Molecular and Cellular Biology

First Advisor

Michael J. Knapp

Second Advisor

Stephen J. Eyles

Third Advisor

Craig T. Martin

Subject Categories



Oxygen is vital for aerobic life. A shortage of oxygen can produce disastrous outcomes to cellular functions. To avoid this, eukaryotic cells developed an oxygen sensing machinery of which the key component is hypoxia inducible factor (HIF). The function of HIF is controlled by two α-ketoglutarate-dependent non-heme iron dioxygenases, HIF-1 prolyl hydroxylase (PHD) and HIF-1 asparaginyl hydroxylase (FIH-1). FIH-1 is the focus of this study. When oxygen is in short supply, FIH-1 cannot hydroxylate HIF. HIF then binds on DNA and turns on genes which control energy production, oxygen uptake, angiogenesis and cell growth. When the concentration of oxygen is optimal, FIH-1 hydroxylates the C-terminal activation domain (CTAD) of HIFα and turns-off the transcriptional machinery. Studying FIH-1 will not only help to provide a clear image about the reaction mechanism of FIH-1, but also guide the way in how to modulate the hypoxic responses. The three topics of concentration for FIH-1 are active site coordination, functionality, and hydrogen bond networking.

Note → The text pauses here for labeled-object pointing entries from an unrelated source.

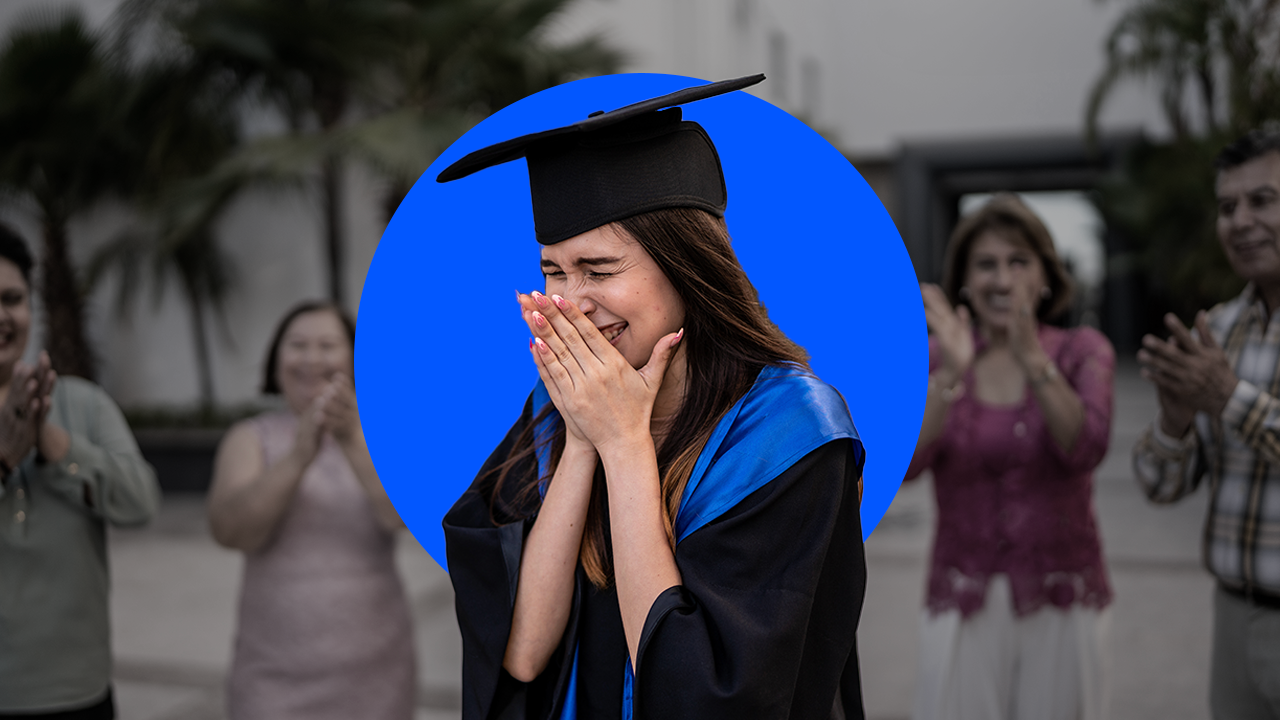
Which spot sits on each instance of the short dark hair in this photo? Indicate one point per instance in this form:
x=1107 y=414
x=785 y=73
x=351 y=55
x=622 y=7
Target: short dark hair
x=14 y=249
x=1006 y=213
x=1253 y=144
x=270 y=384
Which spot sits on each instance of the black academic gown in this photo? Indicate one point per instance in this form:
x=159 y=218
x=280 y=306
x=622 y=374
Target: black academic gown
x=763 y=625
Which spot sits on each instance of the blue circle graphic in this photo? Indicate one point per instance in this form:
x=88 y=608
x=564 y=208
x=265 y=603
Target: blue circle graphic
x=442 y=359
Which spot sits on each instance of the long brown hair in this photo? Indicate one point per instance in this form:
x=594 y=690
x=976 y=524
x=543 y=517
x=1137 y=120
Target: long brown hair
x=728 y=340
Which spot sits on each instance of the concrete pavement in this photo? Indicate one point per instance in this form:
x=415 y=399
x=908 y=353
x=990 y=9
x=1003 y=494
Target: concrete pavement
x=174 y=597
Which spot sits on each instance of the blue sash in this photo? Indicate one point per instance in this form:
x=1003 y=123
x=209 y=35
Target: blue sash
x=786 y=414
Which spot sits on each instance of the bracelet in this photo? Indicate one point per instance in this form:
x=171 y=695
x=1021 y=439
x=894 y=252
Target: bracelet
x=1046 y=376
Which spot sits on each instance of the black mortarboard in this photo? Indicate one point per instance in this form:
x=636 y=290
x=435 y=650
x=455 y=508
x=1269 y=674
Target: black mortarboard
x=616 y=164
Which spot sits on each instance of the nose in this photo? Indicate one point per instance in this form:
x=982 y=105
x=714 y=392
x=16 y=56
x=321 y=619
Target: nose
x=1004 y=276
x=1242 y=217
x=580 y=295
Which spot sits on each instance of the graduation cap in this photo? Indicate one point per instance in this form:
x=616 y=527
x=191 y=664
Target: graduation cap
x=616 y=164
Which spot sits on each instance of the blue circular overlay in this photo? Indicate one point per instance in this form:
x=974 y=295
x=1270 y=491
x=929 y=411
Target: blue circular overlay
x=442 y=358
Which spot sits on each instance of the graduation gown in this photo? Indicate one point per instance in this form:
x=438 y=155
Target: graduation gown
x=763 y=624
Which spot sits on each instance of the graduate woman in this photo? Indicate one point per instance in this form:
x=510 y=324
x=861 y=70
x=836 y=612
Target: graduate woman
x=671 y=528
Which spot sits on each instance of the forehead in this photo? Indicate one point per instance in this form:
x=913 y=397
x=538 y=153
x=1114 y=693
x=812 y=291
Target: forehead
x=604 y=241
x=318 y=323
x=1253 y=174
x=10 y=276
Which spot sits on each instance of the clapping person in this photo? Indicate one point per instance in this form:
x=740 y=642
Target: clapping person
x=324 y=628
x=1016 y=418
x=68 y=468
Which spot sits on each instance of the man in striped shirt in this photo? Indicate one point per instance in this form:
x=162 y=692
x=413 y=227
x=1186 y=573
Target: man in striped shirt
x=1219 y=391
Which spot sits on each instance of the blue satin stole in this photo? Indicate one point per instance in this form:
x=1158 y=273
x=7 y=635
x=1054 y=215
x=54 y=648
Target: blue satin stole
x=787 y=414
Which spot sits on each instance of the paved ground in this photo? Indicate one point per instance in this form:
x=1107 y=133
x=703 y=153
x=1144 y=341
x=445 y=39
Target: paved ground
x=174 y=601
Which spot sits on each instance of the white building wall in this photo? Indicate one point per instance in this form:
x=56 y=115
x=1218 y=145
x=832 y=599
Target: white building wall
x=881 y=72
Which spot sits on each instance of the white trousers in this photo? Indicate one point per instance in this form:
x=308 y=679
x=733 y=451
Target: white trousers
x=1048 y=665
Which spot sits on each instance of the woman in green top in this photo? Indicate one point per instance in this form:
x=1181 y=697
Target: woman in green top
x=68 y=466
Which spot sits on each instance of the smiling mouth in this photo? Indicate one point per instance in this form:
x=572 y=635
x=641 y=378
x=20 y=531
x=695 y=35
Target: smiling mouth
x=612 y=332
x=1000 y=301
x=1249 y=245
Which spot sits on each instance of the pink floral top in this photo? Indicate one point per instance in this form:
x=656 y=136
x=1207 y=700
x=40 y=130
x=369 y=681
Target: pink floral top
x=1011 y=501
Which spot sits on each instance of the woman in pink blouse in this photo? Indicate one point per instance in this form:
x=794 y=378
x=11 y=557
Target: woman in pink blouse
x=1018 y=417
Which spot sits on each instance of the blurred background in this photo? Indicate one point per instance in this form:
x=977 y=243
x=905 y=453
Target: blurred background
x=187 y=169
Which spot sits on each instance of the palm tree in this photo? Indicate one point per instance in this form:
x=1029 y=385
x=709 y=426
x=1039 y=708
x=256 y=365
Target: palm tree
x=392 y=82
x=1216 y=65
x=304 y=58
x=456 y=63
x=65 y=147
x=188 y=122
x=1197 y=46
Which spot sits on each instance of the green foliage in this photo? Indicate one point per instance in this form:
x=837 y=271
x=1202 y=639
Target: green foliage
x=1217 y=67
x=1164 y=205
x=150 y=112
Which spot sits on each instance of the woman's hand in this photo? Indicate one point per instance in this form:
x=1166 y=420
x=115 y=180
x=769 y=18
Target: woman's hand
x=306 y=437
x=1024 y=332
x=19 y=414
x=606 y=400
x=51 y=441
x=952 y=331
x=574 y=436
x=339 y=414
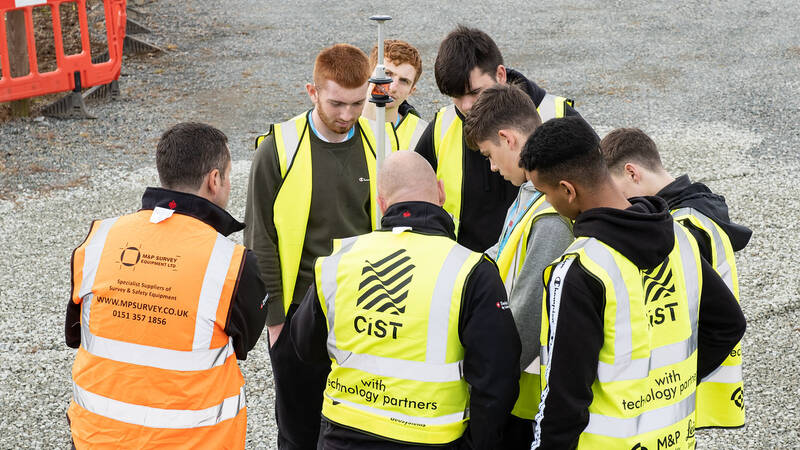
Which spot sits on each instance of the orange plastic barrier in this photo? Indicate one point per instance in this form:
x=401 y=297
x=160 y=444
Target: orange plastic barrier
x=71 y=68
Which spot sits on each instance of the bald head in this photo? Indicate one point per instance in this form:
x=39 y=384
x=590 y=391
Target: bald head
x=406 y=177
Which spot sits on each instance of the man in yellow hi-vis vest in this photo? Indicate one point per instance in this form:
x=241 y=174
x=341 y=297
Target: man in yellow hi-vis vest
x=533 y=235
x=312 y=180
x=635 y=165
x=416 y=328
x=633 y=316
x=162 y=306
x=403 y=64
x=468 y=62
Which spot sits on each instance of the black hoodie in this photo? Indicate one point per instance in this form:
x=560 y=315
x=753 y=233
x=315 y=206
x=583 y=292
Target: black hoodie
x=485 y=195
x=486 y=330
x=643 y=233
x=682 y=193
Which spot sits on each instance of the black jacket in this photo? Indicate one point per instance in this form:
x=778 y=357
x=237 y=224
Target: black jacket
x=644 y=234
x=485 y=195
x=486 y=329
x=247 y=315
x=682 y=193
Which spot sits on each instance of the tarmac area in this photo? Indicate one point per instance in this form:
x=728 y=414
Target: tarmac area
x=716 y=84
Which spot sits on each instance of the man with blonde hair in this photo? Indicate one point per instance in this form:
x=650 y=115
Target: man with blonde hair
x=312 y=180
x=403 y=65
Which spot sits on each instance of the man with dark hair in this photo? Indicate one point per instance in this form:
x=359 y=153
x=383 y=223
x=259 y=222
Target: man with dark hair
x=312 y=180
x=162 y=305
x=422 y=346
x=630 y=329
x=403 y=65
x=635 y=164
x=467 y=63
x=533 y=235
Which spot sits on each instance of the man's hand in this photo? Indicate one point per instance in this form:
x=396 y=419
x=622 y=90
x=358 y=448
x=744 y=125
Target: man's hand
x=274 y=331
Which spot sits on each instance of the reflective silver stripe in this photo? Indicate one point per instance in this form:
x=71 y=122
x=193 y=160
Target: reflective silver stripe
x=211 y=291
x=547 y=108
x=724 y=374
x=161 y=358
x=623 y=340
x=291 y=141
x=92 y=253
x=629 y=369
x=329 y=271
x=534 y=367
x=439 y=420
x=555 y=288
x=441 y=301
x=643 y=423
x=723 y=266
x=156 y=417
x=448 y=116
x=691 y=277
x=399 y=368
x=418 y=131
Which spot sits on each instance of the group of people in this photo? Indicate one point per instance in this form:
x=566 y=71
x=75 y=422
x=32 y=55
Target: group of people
x=506 y=279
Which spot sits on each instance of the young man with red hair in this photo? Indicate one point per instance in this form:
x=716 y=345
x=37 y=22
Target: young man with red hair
x=403 y=65
x=312 y=181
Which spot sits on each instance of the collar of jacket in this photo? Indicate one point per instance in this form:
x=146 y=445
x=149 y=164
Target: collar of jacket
x=420 y=216
x=406 y=108
x=194 y=206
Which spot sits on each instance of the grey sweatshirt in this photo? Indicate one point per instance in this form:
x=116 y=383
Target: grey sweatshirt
x=549 y=237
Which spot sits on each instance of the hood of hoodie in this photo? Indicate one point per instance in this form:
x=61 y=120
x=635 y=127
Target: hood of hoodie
x=423 y=217
x=683 y=193
x=643 y=233
x=532 y=89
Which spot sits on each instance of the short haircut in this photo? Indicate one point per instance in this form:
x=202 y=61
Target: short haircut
x=625 y=145
x=187 y=152
x=500 y=107
x=461 y=51
x=343 y=64
x=565 y=149
x=398 y=52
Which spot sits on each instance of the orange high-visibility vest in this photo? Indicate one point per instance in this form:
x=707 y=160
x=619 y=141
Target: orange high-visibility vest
x=155 y=367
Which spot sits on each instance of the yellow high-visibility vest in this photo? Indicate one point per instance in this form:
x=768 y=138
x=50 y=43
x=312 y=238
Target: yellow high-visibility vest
x=509 y=263
x=293 y=201
x=392 y=302
x=448 y=147
x=644 y=392
x=720 y=395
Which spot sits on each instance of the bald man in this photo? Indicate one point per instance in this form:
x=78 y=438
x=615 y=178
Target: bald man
x=416 y=329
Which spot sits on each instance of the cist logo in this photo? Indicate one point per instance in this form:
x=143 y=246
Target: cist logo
x=658 y=283
x=130 y=256
x=738 y=397
x=384 y=284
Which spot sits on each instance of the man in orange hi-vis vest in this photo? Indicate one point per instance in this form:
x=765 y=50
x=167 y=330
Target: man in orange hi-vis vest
x=162 y=305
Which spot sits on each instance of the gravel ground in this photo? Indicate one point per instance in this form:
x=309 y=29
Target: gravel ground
x=715 y=83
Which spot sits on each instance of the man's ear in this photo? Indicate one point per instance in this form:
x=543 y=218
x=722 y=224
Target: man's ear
x=500 y=74
x=569 y=190
x=509 y=137
x=312 y=92
x=633 y=172
x=213 y=182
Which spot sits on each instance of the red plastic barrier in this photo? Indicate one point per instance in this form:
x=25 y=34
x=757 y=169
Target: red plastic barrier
x=63 y=78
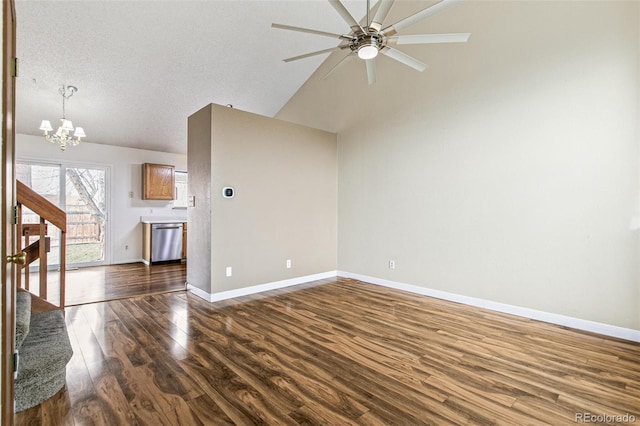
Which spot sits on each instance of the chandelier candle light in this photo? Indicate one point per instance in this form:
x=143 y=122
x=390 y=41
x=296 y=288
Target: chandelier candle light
x=63 y=135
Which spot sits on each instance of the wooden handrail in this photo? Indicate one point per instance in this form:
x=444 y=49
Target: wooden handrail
x=41 y=206
x=58 y=218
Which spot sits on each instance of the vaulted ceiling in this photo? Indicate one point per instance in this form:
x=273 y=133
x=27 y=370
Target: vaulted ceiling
x=142 y=67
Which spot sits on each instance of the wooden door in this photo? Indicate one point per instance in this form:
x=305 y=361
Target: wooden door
x=7 y=228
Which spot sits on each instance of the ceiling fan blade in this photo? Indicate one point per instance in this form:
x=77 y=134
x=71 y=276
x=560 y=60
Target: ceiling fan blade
x=348 y=18
x=428 y=38
x=338 y=65
x=424 y=13
x=383 y=10
x=306 y=30
x=319 y=52
x=403 y=58
x=371 y=70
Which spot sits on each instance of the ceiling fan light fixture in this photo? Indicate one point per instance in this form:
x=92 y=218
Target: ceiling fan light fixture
x=368 y=51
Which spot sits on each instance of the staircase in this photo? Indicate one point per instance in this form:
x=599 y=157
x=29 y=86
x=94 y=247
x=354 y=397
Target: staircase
x=42 y=341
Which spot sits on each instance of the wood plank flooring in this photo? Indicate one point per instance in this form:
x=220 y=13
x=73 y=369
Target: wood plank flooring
x=338 y=352
x=102 y=283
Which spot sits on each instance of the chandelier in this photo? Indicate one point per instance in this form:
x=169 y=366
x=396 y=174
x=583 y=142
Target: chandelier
x=63 y=135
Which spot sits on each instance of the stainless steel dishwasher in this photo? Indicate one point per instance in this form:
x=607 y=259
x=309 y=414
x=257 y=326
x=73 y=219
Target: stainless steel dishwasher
x=166 y=242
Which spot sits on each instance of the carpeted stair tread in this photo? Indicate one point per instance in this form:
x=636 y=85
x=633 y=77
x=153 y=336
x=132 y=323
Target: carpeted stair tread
x=42 y=361
x=46 y=348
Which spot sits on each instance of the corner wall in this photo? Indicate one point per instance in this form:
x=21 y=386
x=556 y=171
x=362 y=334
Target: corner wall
x=285 y=203
x=508 y=170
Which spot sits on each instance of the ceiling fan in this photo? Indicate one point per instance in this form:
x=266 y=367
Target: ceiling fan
x=369 y=40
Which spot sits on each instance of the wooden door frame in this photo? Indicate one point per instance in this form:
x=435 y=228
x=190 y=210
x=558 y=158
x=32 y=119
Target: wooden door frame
x=7 y=230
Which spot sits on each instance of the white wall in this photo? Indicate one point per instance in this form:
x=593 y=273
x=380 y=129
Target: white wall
x=125 y=176
x=508 y=170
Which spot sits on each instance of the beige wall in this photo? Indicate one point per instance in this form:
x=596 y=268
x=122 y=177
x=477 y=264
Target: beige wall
x=199 y=216
x=508 y=170
x=285 y=178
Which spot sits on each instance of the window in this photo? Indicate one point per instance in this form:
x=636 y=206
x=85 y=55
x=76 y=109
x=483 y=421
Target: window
x=82 y=193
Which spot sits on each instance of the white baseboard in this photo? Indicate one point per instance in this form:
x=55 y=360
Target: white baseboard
x=580 y=324
x=230 y=294
x=126 y=261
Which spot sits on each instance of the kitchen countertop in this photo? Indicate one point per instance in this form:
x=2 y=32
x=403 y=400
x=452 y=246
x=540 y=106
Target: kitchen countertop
x=162 y=219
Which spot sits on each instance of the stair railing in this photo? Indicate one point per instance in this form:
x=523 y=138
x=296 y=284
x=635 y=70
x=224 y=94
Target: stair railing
x=48 y=212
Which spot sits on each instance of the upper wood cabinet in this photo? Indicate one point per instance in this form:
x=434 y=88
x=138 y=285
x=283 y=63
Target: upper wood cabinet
x=158 y=182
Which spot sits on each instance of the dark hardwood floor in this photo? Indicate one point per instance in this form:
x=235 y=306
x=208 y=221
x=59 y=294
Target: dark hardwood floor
x=102 y=283
x=337 y=352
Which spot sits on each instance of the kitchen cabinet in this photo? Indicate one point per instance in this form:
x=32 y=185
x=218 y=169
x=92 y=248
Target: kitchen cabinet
x=158 y=182
x=184 y=240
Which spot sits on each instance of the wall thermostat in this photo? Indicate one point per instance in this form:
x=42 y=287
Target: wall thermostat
x=228 y=192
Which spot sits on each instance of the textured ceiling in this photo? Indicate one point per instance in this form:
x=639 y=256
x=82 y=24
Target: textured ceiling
x=142 y=67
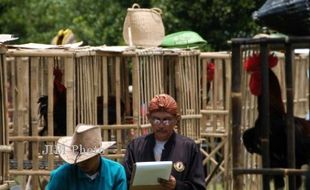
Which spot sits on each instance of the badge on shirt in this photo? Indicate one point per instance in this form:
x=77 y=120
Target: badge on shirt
x=179 y=166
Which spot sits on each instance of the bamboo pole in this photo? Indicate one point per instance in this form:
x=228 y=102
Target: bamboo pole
x=105 y=94
x=34 y=96
x=118 y=102
x=290 y=111
x=70 y=85
x=236 y=113
x=50 y=110
x=136 y=90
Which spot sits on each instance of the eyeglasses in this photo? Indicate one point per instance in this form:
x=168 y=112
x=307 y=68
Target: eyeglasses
x=165 y=122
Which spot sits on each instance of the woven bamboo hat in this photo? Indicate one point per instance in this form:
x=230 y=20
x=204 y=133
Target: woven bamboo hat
x=85 y=143
x=143 y=27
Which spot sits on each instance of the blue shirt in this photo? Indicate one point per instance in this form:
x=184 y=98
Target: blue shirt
x=69 y=177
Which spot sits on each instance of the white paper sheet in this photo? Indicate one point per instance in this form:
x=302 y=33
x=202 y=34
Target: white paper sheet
x=7 y=37
x=147 y=173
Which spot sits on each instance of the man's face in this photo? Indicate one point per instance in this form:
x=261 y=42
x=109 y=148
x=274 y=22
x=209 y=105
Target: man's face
x=163 y=124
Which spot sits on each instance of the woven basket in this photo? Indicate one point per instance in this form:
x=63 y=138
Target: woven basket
x=290 y=17
x=143 y=27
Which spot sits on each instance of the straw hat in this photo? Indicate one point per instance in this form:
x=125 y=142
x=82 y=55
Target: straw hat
x=85 y=143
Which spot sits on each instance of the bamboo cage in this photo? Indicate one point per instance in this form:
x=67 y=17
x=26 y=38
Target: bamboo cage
x=105 y=86
x=248 y=168
x=215 y=131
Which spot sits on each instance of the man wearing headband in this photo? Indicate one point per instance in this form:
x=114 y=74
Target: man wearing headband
x=85 y=168
x=166 y=145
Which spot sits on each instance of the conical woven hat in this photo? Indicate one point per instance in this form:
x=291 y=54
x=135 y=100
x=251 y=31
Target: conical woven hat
x=85 y=143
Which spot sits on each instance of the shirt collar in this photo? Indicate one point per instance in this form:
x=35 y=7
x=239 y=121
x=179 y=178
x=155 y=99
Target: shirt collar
x=82 y=174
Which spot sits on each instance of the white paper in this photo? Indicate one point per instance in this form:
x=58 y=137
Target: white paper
x=7 y=37
x=147 y=173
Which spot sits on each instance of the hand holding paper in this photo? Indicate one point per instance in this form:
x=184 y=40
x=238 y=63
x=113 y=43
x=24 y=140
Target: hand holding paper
x=147 y=173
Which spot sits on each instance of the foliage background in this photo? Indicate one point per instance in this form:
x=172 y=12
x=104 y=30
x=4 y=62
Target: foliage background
x=98 y=22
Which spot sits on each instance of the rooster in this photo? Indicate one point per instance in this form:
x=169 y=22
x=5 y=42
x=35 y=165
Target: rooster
x=60 y=106
x=278 y=126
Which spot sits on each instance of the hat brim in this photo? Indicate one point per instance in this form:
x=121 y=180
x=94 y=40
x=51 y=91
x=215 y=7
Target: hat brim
x=64 y=149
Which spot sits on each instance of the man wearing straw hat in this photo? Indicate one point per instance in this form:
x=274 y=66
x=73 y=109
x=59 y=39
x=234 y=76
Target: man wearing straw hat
x=166 y=145
x=85 y=168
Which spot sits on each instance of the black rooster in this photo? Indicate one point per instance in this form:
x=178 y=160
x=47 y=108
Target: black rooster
x=278 y=126
x=60 y=106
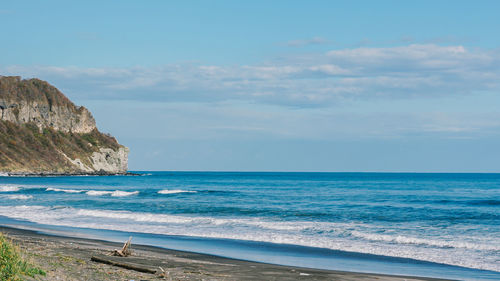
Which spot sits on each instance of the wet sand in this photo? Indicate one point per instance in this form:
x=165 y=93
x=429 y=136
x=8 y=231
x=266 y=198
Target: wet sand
x=66 y=258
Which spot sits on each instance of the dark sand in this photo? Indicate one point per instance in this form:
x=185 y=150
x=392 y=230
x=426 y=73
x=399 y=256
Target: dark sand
x=65 y=258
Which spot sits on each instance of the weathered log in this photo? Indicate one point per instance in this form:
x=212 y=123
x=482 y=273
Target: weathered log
x=123 y=264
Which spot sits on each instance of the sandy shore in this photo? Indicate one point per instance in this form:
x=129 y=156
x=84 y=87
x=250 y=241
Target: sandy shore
x=65 y=258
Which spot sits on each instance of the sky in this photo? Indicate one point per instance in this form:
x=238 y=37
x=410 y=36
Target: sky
x=337 y=86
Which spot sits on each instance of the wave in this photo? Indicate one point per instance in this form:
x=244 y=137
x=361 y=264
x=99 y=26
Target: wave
x=9 y=188
x=19 y=197
x=174 y=191
x=400 y=239
x=336 y=236
x=116 y=193
x=65 y=190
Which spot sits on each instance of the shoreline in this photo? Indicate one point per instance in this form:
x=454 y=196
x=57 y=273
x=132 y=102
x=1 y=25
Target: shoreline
x=69 y=258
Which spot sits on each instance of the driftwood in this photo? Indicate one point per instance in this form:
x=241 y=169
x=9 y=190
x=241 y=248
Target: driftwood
x=123 y=264
x=125 y=251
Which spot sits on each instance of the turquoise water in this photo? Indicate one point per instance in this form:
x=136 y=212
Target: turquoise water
x=442 y=225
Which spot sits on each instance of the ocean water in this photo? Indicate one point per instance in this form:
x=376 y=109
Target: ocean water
x=440 y=225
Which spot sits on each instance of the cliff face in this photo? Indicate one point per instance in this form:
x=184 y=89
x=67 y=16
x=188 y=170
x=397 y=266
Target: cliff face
x=42 y=131
x=36 y=101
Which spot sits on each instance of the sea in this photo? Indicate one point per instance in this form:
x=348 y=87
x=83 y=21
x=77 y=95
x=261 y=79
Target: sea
x=433 y=225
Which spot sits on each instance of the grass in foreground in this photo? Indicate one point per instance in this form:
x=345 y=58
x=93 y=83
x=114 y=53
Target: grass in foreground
x=12 y=266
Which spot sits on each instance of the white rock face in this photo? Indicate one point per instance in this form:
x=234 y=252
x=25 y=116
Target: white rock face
x=111 y=161
x=106 y=160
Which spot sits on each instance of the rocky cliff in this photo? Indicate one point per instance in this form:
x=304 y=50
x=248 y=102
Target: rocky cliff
x=43 y=132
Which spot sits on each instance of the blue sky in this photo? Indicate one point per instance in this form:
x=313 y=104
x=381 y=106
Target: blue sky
x=274 y=85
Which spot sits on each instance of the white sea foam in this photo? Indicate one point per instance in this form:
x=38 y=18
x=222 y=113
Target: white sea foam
x=19 y=197
x=337 y=236
x=400 y=239
x=173 y=191
x=116 y=193
x=9 y=188
x=65 y=190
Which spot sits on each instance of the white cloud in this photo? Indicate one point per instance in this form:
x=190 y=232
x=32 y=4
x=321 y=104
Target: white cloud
x=315 y=80
x=306 y=42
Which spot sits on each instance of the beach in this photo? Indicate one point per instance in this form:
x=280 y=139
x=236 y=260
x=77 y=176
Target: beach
x=68 y=258
x=429 y=225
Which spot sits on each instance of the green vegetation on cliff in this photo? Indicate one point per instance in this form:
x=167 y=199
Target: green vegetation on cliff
x=25 y=148
x=43 y=132
x=12 y=266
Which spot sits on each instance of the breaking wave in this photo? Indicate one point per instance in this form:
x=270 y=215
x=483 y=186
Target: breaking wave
x=174 y=191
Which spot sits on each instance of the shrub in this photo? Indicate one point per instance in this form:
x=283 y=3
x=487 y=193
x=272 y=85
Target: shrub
x=12 y=265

The iron center in the FIH-1 active site is octahedral in the resting state, coordinated by a His2 Asp facial triad, bidentate α-ketoglutarate, and an axial water ligand. In the consensus mechanism, the water molecule leaves the active site when primary substrate, HIFα, binds with FIH-1 and generates a five coordinated iron center. The results shown in this thesis indicate that the five coordinated iron center occurs even without HIFα binding. This leads to an uncoupled and suicide reaction termed auto-hydroxylation.

The auto-hydroxylation reaction is studied in the functionality assays, which occurs when oxygen is sufficient and in the absence of HIFα. In this aberrant reaction, FIH-1 will use one oxygen atom to cleave α-ketoglutarate and use the other oxygen atom to hydroxylate Trp296. This auto-hydroxylation reaction leads to chromophore formation, that is shown to be iron and α-ketoglutarate dependent, and sensitive to reductant and preservative. Since the reaction condition for FIH autohydroxylation, planty of oxygen but absent of HIF-1α, does exist in normoxic environment, it is important to understand this reaction. The detail of this reaction provides insights not only into how FIH-1 controls O 2 activation, but also how cells deal with reactive oxygen species.

The active site of FIH-1 has a hydrogen bond network, which involves Asn803 on HIFα and four residues from FIH-1: Gln205, Arg238, Gln239, and Gln294. FIH-1 residues involved in hydrogen bonding are mutated into alanine one by one, and the impact of these mutations are analyzed. The results suggest that Gln205 and Gln294 act as a decelerator for O 2 activation, and Arg238 and Gln239 act as an accelerator to prime the Fe(II) for reaction with O2 following HIF binding.

FIH-1 is crucial for oxygen regulation in human cells. The results of these experiments provide detailed knowledge about FIH-1, which provides broader insight into the control of oxidation chemistry, and may aid in the therapeutic targeting in multiple diseases that are associated with hypoxic pathways.